Characters struggling to find their way amid conflicting beliefs can be more interesting than plot-derived conflict. These stories, focusing on character to the exclusion of almost everything else, have always been the types of films I wanted to make. The script of Harry and Max seemed to fit that bill. It came about suddenly, and with some urgency, as if its two heroes wanted their story told. The process of shooting the film reflected this urgency: after much work on the script and intensive rehearsal, it was a short production schedule, with a tiny crew—a return to the simplicity of my early projects.

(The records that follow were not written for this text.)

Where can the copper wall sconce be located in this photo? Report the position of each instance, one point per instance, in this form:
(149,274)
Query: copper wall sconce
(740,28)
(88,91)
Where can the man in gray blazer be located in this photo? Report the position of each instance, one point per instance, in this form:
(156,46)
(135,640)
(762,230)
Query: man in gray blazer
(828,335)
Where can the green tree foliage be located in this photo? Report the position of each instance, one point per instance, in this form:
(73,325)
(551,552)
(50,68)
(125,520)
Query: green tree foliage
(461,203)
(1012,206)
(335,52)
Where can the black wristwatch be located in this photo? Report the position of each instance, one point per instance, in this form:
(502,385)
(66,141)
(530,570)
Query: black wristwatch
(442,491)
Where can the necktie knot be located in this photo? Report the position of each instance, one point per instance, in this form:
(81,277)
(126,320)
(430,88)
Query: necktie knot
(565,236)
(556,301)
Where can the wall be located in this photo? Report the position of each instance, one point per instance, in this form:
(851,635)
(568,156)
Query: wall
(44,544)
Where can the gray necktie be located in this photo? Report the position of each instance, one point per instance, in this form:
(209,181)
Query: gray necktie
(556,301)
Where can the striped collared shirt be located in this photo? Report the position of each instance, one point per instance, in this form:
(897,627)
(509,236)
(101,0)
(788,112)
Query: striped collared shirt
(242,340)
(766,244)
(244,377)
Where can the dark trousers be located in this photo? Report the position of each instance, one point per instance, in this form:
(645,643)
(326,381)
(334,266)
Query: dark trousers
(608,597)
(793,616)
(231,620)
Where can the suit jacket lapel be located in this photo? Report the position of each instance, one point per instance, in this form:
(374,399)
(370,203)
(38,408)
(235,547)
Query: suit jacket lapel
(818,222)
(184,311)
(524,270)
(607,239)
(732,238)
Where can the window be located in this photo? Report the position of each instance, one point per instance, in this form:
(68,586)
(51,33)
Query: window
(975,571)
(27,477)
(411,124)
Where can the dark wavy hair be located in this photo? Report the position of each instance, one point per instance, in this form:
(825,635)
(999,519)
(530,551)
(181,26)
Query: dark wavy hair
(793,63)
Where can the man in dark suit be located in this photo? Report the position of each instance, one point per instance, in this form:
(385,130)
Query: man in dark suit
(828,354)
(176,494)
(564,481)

The teen idol phenomenon has always seemed wrought with pathos and emotional complications just beneath its sugar-coated surface. With Harry and Max—two brothers appearing whole-cloth and ready to delve into their rambunctious sexual machinations—there seemed an opportunity to combine serious character study with an aspect of pop culture that would hopefully keep things from getting too heavy. Also, it was a chance to paint an incestuous relationship that was unlike the “bad” or “coercive” ones we sometimes see in films and on T.V., at least in the U.S. In our case the incest aspect is just one part of the boys’ maturation—and one with which they must eventually come to terms. But this doesn’t mean they can’t have fun along the way. They should be as matter-of-fact with each other as any two brothers. Moreover, it was always clear that Harry and Max were to be each other’s most generous friend and advocate. They would push each other around in their search for their own identities.

And in his genuine and loving concern for Max (apart from whatever erotic preoccupation steals its way into his consciousness on what we are to presume is a somewhat regular basis), Harry finds a sense of his own adult personality—the thoughtful, warm, humorous Harry that has often been eclipsed by the impulsive, reckless and fearful Harry—and what he must do to get there. It won’t be an easy road. Max, on the other hand, has been dealt a strong hand in life—he has an energetic and far-reaching intelligence plus good looks that will serve him well in the finicky and ephemeral pop scene. But it is on the very career that he has been handed (which his mother is determined to maximize in the wake of Harry’s blundering) that Max must finally turn his back. Or does he? Could it be that Max takes all he has seen and done and out of it builds a career of sanity and good citizenship?

In order to answer these questions, and to see more of the boys and their cohorts for whom I had developed great affection, it was my initial hope to make Harry and Max as a television series. But alas that has not yet happened. Indeed, I’ve been taken aback by some of the reactions to the film: it’s as if part of the audience is responding not to the movie but to their own fears and prejudices. On the other hand, quite a number of people have approached me after screenings to thank me for making a film that touched on their own lives. Whatever an audience brings to the film, I hope they will bring an enquiring mind and willingness to see the great, loving potential in all human relationships.